Bir araya gelinilebilir, olabilir. Ne zaman olabilir? Aleviliğin tanımında anlaşabilirsek, Almanya’da Aleviliği doğru dürüst biraz okuyup öğrenip, hakikaten federasyon tüzüğünde olduğu gibi, kendi isminde olduğu gibi, Alevi yurttaşlara aktarırlarsa neden bir araya gelinmesin. Ama bunlara…“Alevilikle ilgili hangi sorunlarını hallettiniz? Burada bir doğru dürüst cem evi mi yaptınız?  Hıristiyan’ın da Müslüman’ın da gelip görebileceği, çok rahatlıkla inancını ibadetini yapacağı cem evi mi yaptınız? “ gibi birçok soru sormak gerekiyor.

Cem evleri var ama…

Yeni yeni, Derme çatma, onlara cem evi denir mi?

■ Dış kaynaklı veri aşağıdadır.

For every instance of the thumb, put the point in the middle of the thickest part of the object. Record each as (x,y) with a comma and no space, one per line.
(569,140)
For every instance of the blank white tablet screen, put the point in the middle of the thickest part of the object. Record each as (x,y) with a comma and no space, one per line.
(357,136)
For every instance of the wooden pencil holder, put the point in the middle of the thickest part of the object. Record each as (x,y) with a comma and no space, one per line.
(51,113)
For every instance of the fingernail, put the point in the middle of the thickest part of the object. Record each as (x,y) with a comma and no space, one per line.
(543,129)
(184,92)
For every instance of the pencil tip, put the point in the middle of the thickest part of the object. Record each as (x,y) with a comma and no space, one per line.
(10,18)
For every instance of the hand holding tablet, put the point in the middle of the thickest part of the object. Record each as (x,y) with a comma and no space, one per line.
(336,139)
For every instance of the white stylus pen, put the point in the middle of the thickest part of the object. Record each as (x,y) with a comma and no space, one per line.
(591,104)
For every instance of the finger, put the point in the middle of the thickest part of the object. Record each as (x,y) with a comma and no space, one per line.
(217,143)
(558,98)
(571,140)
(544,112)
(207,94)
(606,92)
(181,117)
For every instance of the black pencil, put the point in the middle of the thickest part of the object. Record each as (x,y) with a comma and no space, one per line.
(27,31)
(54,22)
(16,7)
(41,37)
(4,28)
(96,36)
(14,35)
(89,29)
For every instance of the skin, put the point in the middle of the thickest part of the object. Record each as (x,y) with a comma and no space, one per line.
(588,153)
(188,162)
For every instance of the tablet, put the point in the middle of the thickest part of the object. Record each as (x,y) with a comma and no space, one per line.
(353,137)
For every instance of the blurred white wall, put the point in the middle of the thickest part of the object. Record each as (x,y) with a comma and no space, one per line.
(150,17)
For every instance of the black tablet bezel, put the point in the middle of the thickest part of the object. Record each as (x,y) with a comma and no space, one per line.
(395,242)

Almanya’da  çok büyük, profesyonelce yapılmış, Augsburg’daki gibi cemevleri var…
 
Görevleri aslında o olması gerekirdi. Hep Sünni kardeşlerimiz kendilerine göre camiler yaparak çocuklarını sokaktan kurtarabiliyorlar. Bunlar ne yapıyorlar? Çocuklarımızın bir sanayi toplumunda kaybolup gitmemeleri, suça itilmemeleri için . İlgilenmeleri gerekmiyor mu? Bunları önlemek bir federasyonun işi değil de, neyin işidir peki. Ben kendilerine bir zamanlar öneride bulunmuştum. Bir hoca olarak söylüyorum, çocuk suçluların bulunduğu hapishaneleri bir dolaşın ve bir anket yapın, dedim. Bu Türk çocukları için Alevi, Sünni, Şafi, Müslüman olan kesim, bunları çocukların içinde bir görün, yüzdeleri bir tespit edin. İşlenen suçları bir tasnif edin ve ondan sonra da bir proje sunun. Deyin ki, bizim çocuklarımız şöyle şöyle oluyor, bunların nedenleri de bunlar, bunlardır. “Siz devlet olarak ne yapıyorsunuz?”diye yüklensenize Alman hükümetine. Ama ben bunu bugün söylemiyorum 20 sene öncesinden 30 sene öncesinden bahsediyorum. Benim Almanya ya geliş gidişlerim 1967 dir. 1967’de ben bu olayların gelişeceğini gördüm ve hükümete rapor verdim.

Turgut Öker’e “Milletvekili olmak istersen desteklerim” dedim.
    
İnanç hizmetleri dışında sosyal hizmetler de verilmeli diyorsunuz…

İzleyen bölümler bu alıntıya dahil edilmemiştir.